Monday, November 28, 2011

Flexibility and Fairy Tales

When I last posted about homeschooling I had just made a few changes to our plans and we were moving forward.

I'm so glad we did.

I didn't know at that point that I was pregnant and since I've spent much of the last three months pretty sick in the mornings, school has been different. But what is homeschooling if not flexible, right?

Oh, lessons are getting done, but not necessarily with me at the helm- it's definitely a team effort lately. I've been doing what I can in the mornings (which ranges from supervising one or two things from the couch to completely finishing our lessons for the day). Thank goodness for a husband who doesn't mind giving a math lesson or supervising a 6-year-old's copywork after getting home from work.

The big change that made this all easier? Going more literature based. Our science, history and L.A. are all literature based now and even when I'm not at my best I can still sit on the couch and read a book. We do projects related to our books as the boys think of them, or even better I send them off to do their own thing and overhear them playing "Sailing on the Mayflower" or "Charlotte's Web" or "George Washington". You know they really got it when it seeps into their play.

Fairy Tales

Over the past month or so we've been working through a little unit on fairy tales. Our goal is familiarity with the tales, but we're also taking the opportunity to work on Ender's primary habit to build right now: retelling a story.

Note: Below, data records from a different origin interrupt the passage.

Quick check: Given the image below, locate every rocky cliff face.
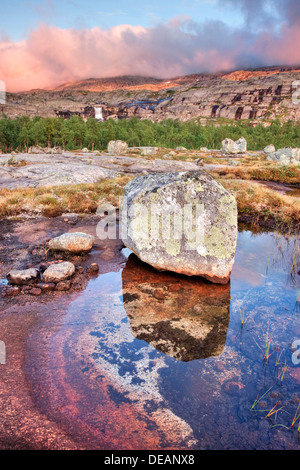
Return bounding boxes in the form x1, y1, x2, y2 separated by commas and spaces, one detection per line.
1, 67, 300, 124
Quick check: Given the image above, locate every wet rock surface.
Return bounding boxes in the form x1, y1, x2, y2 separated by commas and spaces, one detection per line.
0, 215, 115, 300
7, 268, 39, 285
42, 262, 75, 283
0, 217, 299, 450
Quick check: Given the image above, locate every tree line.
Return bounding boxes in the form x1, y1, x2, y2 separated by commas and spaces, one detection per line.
0, 115, 300, 152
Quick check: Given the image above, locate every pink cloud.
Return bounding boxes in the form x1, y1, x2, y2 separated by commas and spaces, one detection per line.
0, 17, 300, 92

After our first time reading through the story I ask leading questions, kind of retelling in my own words and asking him to help me fill in the gaps. We read the story again a day or two later, and I retell again, but ask him to fill in even more for me than he did the first day. A day or two later I ask him, "Tell me the story of ..." and I help him fill in if he missed anything important. We have made notebook pages for a few of the tales, but that's a project he can choose to do- it's not required.

I chose versions of the tales for rich language but also based on what was available at our local library. We are fortunate to have a fantastic library system here so I try to take advantage of that whenever possible. Many thanks to Elizabeth Foss and her fantastic book lists (Primary Cycle B) for giving me a great place to start.

Cinderella by Brown

Little Red Riding Hood by Schart Hyman

Rapunzel by Zelinsky

Rumplestiltskin by Zelinsky

The Sleeping Beauty by Schart Hyman

We're taking a little fairy tale break once December is really here so that we can focus on our Christmas favorites, but we'll pick up again in January to finish up with The Frog Prince, The Emperor's New Clothes, and a few others before we move on to Tall Tales in February.